See like any other business, people who engage in intraday or F&O trading might have to go for a tax audit. However, this depends on a few criteria.
For starters, a tax audit is review of the books of accounts by a Chartered Accountant (CA) to verify its accuracy and compliance with income tax laws.
Now the primary factor to determine audit applicability for traders is their turnover.
For any business in general, a tax audit is required if their turnover exceeds ₹1 crore in a financial year. However, this limit jumps to ₹10 crore if more than 95% of business transactions are done through banking channels. And since intraday and F&O transactions are digital in nature, the turnover limit is ₹10 crore for stock trading businesses.
You can refer to the table below.
For example, if you’re a full-time trader and your F&O turnover is ₹11.5 crores, you are required to get your books of accounts audited, as it exceeds the ₹10 crore threshold.
Apart from trading turnover, there is another reason you might have to conduct a tax audit i.e. presumptive taxation.
Audit applicability for business declared under the presumptive taxation scheme
For some context, presumptive taxation scheme is a way to simplify tax compliance for small businesses and professionals. It allows them to pay taxes based on a certain percentage of their revenue/turnover, eliminating the need to maintain extensive books of accounts and conduct audits.

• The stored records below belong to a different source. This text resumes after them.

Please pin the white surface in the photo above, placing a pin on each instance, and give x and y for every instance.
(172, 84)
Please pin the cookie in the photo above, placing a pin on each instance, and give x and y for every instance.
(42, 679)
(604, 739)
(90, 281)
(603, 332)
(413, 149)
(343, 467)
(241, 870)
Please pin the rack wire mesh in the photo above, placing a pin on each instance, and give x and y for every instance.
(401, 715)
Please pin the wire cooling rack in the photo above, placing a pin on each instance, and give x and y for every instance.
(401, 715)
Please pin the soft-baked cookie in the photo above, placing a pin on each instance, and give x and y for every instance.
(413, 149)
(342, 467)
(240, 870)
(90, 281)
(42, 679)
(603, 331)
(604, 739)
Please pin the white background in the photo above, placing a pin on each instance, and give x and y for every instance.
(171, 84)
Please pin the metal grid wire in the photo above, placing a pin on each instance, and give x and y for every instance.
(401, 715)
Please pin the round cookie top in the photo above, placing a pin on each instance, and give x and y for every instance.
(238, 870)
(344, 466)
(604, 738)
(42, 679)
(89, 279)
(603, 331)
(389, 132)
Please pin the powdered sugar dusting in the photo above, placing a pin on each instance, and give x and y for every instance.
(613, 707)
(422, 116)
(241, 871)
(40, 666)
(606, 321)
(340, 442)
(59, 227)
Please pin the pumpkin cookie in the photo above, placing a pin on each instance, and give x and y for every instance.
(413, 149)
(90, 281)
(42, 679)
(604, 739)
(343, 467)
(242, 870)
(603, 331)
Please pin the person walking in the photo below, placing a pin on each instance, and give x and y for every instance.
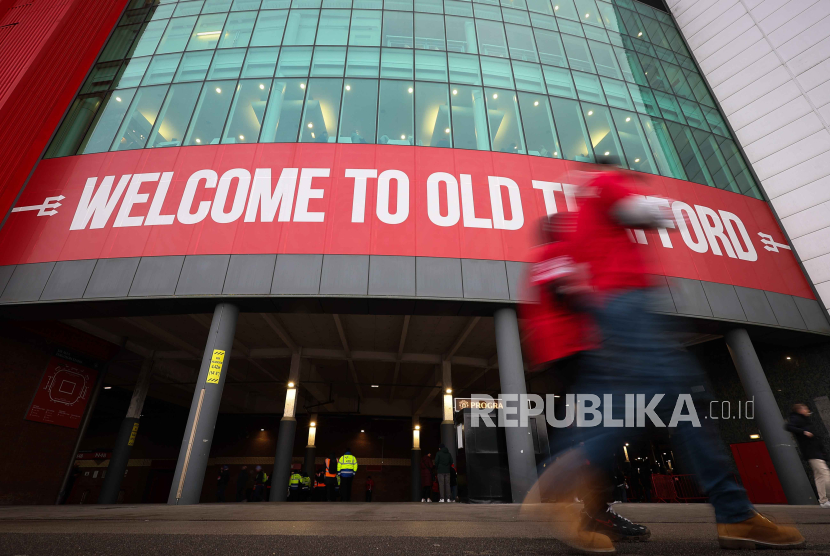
(346, 467)
(370, 486)
(443, 466)
(427, 472)
(800, 423)
(242, 484)
(222, 483)
(331, 478)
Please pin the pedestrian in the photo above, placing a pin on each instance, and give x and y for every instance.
(453, 484)
(427, 472)
(800, 423)
(242, 484)
(370, 486)
(222, 483)
(331, 478)
(637, 357)
(346, 467)
(259, 484)
(443, 465)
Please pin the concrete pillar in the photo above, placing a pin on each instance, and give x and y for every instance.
(780, 443)
(311, 448)
(285, 437)
(416, 459)
(126, 437)
(198, 434)
(520, 456)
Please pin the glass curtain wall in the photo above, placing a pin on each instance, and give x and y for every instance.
(569, 79)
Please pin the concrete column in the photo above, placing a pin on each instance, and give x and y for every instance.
(416, 459)
(285, 437)
(126, 437)
(311, 448)
(198, 434)
(520, 456)
(780, 443)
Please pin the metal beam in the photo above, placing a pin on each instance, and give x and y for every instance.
(404, 330)
(349, 360)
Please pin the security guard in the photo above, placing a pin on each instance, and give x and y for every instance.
(346, 468)
(294, 486)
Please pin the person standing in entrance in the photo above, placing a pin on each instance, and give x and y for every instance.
(443, 466)
(347, 467)
(800, 423)
(331, 478)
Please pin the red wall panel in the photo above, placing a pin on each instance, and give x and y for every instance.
(46, 50)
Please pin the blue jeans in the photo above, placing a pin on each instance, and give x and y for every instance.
(637, 357)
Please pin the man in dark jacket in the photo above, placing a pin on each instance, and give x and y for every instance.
(800, 423)
(443, 464)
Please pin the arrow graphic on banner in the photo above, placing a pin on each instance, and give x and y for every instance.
(43, 210)
(770, 244)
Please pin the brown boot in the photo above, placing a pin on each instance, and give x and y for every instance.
(758, 532)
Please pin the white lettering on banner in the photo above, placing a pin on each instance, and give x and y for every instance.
(267, 200)
(359, 198)
(434, 199)
(98, 208)
(185, 216)
(382, 207)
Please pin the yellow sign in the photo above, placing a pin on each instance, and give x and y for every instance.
(131, 441)
(215, 370)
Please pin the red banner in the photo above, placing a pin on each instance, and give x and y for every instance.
(364, 199)
(63, 394)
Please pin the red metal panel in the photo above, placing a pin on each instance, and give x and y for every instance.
(46, 50)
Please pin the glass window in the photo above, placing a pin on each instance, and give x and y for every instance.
(461, 35)
(491, 40)
(328, 62)
(301, 27)
(559, 82)
(634, 142)
(247, 111)
(194, 66)
(365, 30)
(469, 118)
(431, 66)
(334, 27)
(260, 62)
(395, 113)
(397, 29)
(573, 135)
(522, 45)
(429, 32)
(363, 62)
(285, 107)
(176, 35)
(496, 72)
(432, 115)
(149, 38)
(140, 118)
(396, 63)
(211, 111)
(226, 64)
(294, 61)
(360, 110)
(161, 69)
(174, 115)
(207, 32)
(238, 30)
(73, 129)
(269, 28)
(579, 57)
(321, 111)
(539, 131)
(505, 121)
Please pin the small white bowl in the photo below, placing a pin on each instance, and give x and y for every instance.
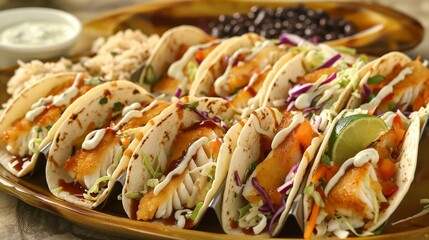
(11, 52)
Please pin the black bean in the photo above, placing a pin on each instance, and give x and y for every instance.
(272, 22)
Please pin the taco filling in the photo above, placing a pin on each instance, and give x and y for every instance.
(180, 178)
(23, 138)
(327, 74)
(181, 73)
(405, 88)
(268, 181)
(349, 195)
(93, 161)
(245, 72)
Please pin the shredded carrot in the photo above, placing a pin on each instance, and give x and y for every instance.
(199, 55)
(311, 222)
(418, 58)
(320, 172)
(331, 172)
(211, 38)
(215, 147)
(422, 99)
(398, 126)
(125, 141)
(372, 111)
(304, 135)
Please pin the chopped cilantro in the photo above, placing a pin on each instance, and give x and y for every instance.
(94, 81)
(194, 213)
(379, 230)
(250, 169)
(243, 210)
(118, 106)
(103, 101)
(150, 76)
(325, 159)
(38, 129)
(375, 79)
(191, 106)
(313, 103)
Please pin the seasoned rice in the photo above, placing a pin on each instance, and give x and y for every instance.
(115, 58)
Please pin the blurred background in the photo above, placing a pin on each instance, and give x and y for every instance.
(18, 220)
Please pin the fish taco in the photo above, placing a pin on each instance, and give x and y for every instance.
(180, 164)
(361, 173)
(267, 167)
(92, 146)
(31, 120)
(240, 70)
(318, 78)
(392, 82)
(172, 67)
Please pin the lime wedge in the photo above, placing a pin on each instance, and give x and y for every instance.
(352, 134)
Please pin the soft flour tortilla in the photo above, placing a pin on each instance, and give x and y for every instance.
(22, 104)
(158, 141)
(247, 151)
(380, 66)
(404, 173)
(277, 89)
(167, 49)
(87, 115)
(216, 64)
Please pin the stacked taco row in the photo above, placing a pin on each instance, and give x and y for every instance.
(254, 113)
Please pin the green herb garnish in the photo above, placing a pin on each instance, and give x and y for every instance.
(38, 129)
(118, 106)
(191, 106)
(103, 101)
(375, 79)
(243, 210)
(325, 159)
(196, 210)
(371, 96)
(250, 169)
(150, 76)
(94, 81)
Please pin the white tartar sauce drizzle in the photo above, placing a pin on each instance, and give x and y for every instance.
(130, 115)
(255, 76)
(192, 150)
(93, 139)
(176, 69)
(42, 102)
(38, 107)
(367, 155)
(36, 33)
(33, 113)
(282, 134)
(132, 106)
(304, 100)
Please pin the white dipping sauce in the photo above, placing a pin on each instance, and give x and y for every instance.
(37, 33)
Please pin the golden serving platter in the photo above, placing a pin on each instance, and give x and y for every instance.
(399, 32)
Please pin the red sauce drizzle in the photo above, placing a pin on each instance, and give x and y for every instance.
(21, 160)
(74, 188)
(134, 206)
(171, 221)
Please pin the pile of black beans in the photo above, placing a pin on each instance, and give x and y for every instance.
(313, 25)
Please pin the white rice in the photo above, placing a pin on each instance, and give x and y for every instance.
(115, 58)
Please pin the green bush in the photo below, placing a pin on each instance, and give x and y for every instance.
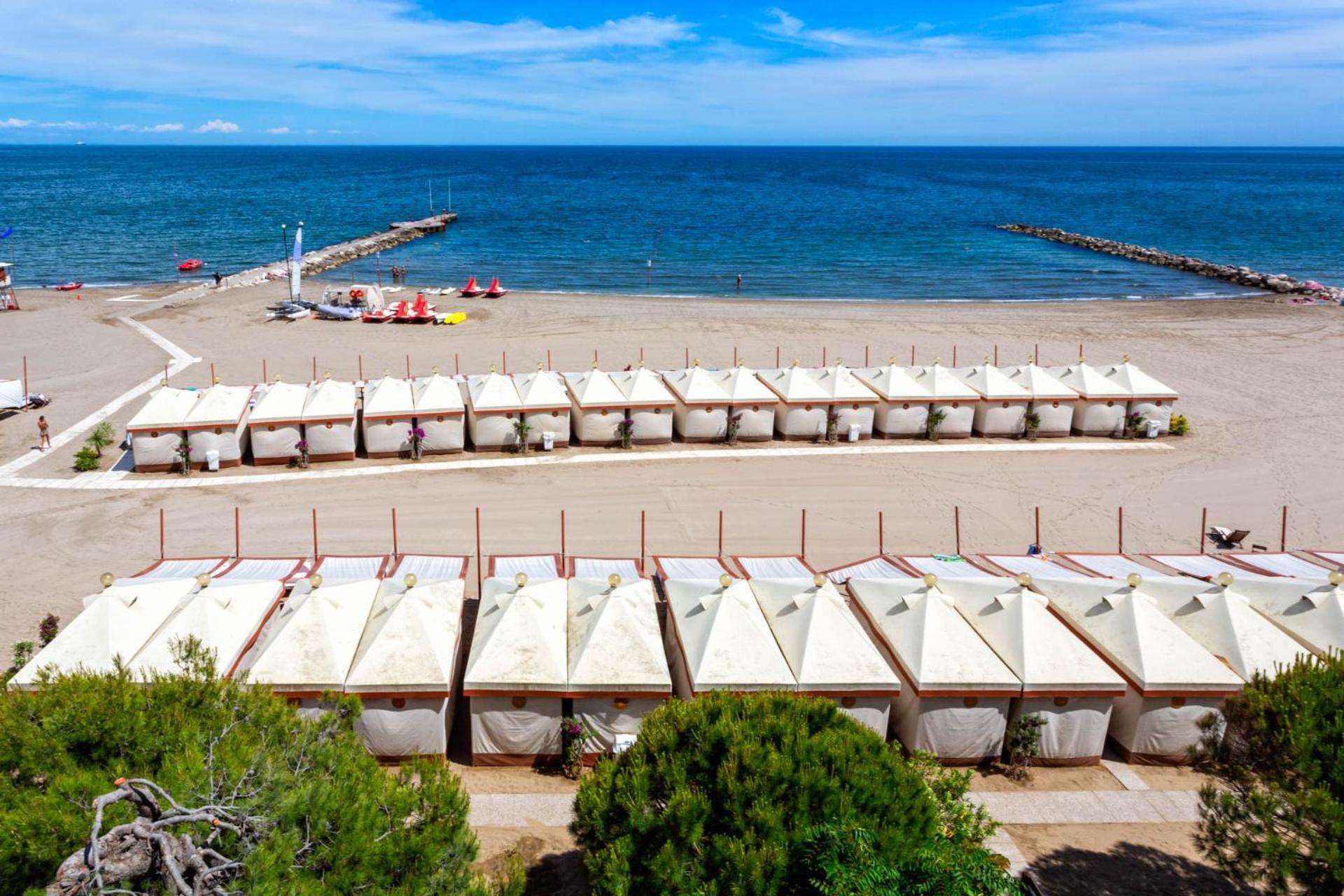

So, if you’ve opted for this scheme in a previous financial year and now wish to opt out, you must undergo a tax audit for the next 5 consecutive financial years.
Moreover, there’s a pre-defined turnover limit up to which you can opt for presumptive scheme, and if the turnover exceeds the limit, you will have to get a tax audit done.
Once you’ve determined that a tax audit is required for your trading business, make sure to file the audit report by 30th September and submit your ITR by 31st October of the respective assessment year.
People who miss the 31st July deadline are not allowed to carry forward their losses or switch tax regimes. So, if you are a trader and wish to carry forward losses and avoid late filing penalties, opting for a voluntary audit can extend the ITR filing deadline for you until 31st October.